Andrea, Lauren, and Ronnie all see themselves as good, loving moms who are trying their best, but they each arrive at the Welcome Breakfast for the Silver Swans preschool with something to hide. Andrea is running away from a past on the East Coast; Lauren is recovering from a postpartum condition her husband has warned her not to disclose; and Ronnie is hiding herself and her daughter from the one man who could appear at any moment and ruin their lives. The women already feel like impostors among the school’s community of polished parents. But then after the first day of school, they each get a note in their  children’s backpacks, notes that indicate that someone knows their deepest, darkest secrets and needs them gone. Does someone not want them in the community? Or is it something more menacing—does someone know everything? 

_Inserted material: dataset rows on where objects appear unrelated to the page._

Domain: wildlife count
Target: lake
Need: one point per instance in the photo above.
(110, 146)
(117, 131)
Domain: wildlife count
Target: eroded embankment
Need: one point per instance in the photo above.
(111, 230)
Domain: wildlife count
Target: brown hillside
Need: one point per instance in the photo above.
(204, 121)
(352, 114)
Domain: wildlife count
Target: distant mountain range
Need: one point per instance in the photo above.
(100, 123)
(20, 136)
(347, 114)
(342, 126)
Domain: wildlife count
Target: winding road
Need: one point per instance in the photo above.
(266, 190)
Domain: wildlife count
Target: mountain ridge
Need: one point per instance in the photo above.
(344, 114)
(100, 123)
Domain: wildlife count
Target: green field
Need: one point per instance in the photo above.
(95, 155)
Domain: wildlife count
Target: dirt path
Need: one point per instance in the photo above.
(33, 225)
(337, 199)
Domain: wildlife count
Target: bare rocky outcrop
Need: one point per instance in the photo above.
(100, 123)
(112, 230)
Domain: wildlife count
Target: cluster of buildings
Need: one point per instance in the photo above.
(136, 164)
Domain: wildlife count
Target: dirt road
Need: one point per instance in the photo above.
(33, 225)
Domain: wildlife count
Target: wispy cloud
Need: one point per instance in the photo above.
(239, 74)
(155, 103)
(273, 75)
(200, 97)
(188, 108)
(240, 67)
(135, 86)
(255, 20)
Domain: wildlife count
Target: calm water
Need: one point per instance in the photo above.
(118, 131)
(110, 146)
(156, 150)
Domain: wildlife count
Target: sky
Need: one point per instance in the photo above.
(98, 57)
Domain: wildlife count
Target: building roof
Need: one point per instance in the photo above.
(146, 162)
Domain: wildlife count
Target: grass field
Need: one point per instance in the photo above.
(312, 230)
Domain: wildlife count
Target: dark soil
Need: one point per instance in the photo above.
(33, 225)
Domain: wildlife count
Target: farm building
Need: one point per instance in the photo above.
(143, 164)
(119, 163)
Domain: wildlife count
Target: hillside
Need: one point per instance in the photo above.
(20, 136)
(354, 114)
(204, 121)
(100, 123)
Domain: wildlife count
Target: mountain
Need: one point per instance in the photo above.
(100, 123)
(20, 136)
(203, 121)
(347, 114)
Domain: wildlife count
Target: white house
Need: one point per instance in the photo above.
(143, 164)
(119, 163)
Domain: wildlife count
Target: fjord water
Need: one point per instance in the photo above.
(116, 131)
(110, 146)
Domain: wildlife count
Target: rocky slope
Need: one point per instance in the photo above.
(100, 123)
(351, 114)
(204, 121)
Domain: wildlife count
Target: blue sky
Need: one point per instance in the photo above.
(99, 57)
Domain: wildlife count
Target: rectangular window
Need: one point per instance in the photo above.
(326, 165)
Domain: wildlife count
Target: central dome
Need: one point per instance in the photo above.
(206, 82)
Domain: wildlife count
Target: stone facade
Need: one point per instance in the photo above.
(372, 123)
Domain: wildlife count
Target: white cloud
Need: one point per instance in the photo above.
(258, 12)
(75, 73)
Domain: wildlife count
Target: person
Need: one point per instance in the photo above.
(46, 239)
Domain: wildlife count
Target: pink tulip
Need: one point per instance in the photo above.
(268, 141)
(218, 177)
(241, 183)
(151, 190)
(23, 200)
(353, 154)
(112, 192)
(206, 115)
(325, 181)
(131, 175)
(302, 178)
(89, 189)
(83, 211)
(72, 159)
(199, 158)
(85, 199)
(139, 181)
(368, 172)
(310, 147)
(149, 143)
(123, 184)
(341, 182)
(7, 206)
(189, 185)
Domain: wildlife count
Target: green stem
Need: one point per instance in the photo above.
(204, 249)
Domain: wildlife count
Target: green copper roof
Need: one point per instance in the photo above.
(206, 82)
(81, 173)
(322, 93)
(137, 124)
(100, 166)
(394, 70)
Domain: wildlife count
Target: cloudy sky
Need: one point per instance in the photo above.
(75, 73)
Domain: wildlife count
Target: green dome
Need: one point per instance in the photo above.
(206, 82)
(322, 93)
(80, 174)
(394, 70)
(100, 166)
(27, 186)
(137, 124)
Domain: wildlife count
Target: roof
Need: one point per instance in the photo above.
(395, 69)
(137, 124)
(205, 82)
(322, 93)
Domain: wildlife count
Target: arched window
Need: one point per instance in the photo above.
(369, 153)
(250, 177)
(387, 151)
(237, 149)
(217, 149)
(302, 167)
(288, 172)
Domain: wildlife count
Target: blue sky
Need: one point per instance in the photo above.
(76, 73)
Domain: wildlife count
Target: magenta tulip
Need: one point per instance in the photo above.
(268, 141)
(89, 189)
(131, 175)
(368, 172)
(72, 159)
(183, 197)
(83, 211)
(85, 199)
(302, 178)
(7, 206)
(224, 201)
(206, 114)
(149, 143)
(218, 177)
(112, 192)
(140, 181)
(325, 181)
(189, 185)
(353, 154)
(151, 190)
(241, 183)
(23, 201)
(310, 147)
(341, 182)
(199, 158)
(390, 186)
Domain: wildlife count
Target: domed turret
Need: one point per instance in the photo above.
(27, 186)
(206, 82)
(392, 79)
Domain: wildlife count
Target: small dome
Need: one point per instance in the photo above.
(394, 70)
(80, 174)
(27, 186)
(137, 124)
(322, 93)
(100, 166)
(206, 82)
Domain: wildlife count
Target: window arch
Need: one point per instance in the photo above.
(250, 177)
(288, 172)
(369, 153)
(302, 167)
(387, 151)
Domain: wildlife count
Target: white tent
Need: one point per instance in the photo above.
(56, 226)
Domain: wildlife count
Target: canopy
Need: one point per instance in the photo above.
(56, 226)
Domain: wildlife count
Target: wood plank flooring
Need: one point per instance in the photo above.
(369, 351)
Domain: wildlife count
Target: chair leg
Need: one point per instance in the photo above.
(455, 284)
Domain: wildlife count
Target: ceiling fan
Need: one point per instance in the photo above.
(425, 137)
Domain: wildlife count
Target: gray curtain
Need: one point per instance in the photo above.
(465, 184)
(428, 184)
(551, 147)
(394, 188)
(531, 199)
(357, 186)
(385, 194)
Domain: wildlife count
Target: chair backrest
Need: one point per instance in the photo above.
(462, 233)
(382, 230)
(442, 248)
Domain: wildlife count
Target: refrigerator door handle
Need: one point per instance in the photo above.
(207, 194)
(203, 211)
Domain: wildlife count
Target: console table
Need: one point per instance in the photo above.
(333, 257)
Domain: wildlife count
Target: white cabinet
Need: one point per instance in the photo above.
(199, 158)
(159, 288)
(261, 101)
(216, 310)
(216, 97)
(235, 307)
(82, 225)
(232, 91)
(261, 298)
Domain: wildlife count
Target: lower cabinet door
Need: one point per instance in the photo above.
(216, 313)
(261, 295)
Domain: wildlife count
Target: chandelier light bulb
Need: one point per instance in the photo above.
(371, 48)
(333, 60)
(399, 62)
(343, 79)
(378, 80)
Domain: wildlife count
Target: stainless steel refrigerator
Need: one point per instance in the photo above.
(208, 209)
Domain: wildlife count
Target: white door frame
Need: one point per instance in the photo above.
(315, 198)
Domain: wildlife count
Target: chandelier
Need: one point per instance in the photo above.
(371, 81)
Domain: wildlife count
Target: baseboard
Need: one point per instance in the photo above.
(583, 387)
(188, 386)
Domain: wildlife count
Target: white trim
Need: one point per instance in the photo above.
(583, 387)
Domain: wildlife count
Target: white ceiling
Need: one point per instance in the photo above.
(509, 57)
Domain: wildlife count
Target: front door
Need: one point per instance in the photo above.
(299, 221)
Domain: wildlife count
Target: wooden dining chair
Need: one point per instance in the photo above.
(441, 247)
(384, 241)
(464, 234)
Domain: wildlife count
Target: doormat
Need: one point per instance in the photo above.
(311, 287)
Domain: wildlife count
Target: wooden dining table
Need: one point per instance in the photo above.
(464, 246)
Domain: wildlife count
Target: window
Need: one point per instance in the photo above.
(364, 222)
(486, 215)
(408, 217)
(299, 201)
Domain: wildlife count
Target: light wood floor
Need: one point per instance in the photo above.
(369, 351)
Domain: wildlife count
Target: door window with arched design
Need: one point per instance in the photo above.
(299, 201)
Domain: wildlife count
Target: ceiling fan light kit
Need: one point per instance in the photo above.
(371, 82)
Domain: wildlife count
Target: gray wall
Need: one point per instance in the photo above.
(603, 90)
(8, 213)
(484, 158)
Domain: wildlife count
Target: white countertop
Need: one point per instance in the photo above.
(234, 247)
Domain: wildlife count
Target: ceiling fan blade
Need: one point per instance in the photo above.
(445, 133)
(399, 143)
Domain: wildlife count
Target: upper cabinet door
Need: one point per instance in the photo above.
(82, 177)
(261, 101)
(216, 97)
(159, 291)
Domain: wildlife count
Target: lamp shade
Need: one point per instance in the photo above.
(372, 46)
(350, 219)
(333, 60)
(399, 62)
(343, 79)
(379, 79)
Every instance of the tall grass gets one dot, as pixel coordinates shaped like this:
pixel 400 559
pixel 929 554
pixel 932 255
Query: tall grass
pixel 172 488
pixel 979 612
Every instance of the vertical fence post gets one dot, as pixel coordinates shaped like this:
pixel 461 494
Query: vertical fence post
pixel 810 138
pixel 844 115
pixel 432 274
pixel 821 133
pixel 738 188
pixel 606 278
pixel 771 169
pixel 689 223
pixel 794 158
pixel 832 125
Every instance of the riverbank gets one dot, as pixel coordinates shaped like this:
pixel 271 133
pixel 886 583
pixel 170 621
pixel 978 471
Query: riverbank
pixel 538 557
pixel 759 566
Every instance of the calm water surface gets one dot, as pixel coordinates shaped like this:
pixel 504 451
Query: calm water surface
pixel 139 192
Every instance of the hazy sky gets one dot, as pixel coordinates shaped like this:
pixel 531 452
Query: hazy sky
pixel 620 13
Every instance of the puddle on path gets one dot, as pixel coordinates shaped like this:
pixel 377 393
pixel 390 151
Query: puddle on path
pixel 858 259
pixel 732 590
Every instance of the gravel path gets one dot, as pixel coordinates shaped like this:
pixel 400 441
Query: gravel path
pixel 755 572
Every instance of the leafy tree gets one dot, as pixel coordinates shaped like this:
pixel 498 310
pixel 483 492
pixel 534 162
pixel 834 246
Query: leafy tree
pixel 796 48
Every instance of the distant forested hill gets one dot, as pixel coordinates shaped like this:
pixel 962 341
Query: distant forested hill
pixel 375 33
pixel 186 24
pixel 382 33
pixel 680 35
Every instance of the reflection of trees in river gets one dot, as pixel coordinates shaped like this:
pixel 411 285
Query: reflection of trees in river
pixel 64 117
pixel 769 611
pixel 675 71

When the principal of the school is the victim of an almost-fatal attack, it quickly becomes clear that the Silver Swans community is not as flawless as the brochures and website would have you believe. The three moms must band together to uncover the school’s many secrets before the other suspicious parents and town police close in and use their outsider status to blame them...and before they lose what they have worked so hard for. 

In Safe in My Arms, Shepard dispatches too many red herring characters right out of the gate that are impossible to keep track of, and the narrative never quite recovers. She relies on the exhausted, overdone, and all too familiar trope of a woman who can't rely on her memory and comes off as hysterical and unreasonable. And although this is a high-drama type mystery, the characters are exaggerated and unlikable, with the exception of Andrea (refreshing to have a trans character as one of the main characters in a novel). 

Based on the Epilogue and Author's Note, the theme of the book is that it is a challenge to be a mother, to be the "best" or "perfect," but that you should accept where you are and cut yourself some slack. But it is confusing that the vehicle for these messages are characters that could not only benefit from hearing this, but are terrible role models. 

Unfortunately, Shepard misses the mark with this one. 


SARA SHEPARD is the author of two New York Times bestselling series, Pretty Little Liars and The Lying Game, as well as the series The Perfectionists. She is a graduate from New York University and holds an MFA from Brooklyn College.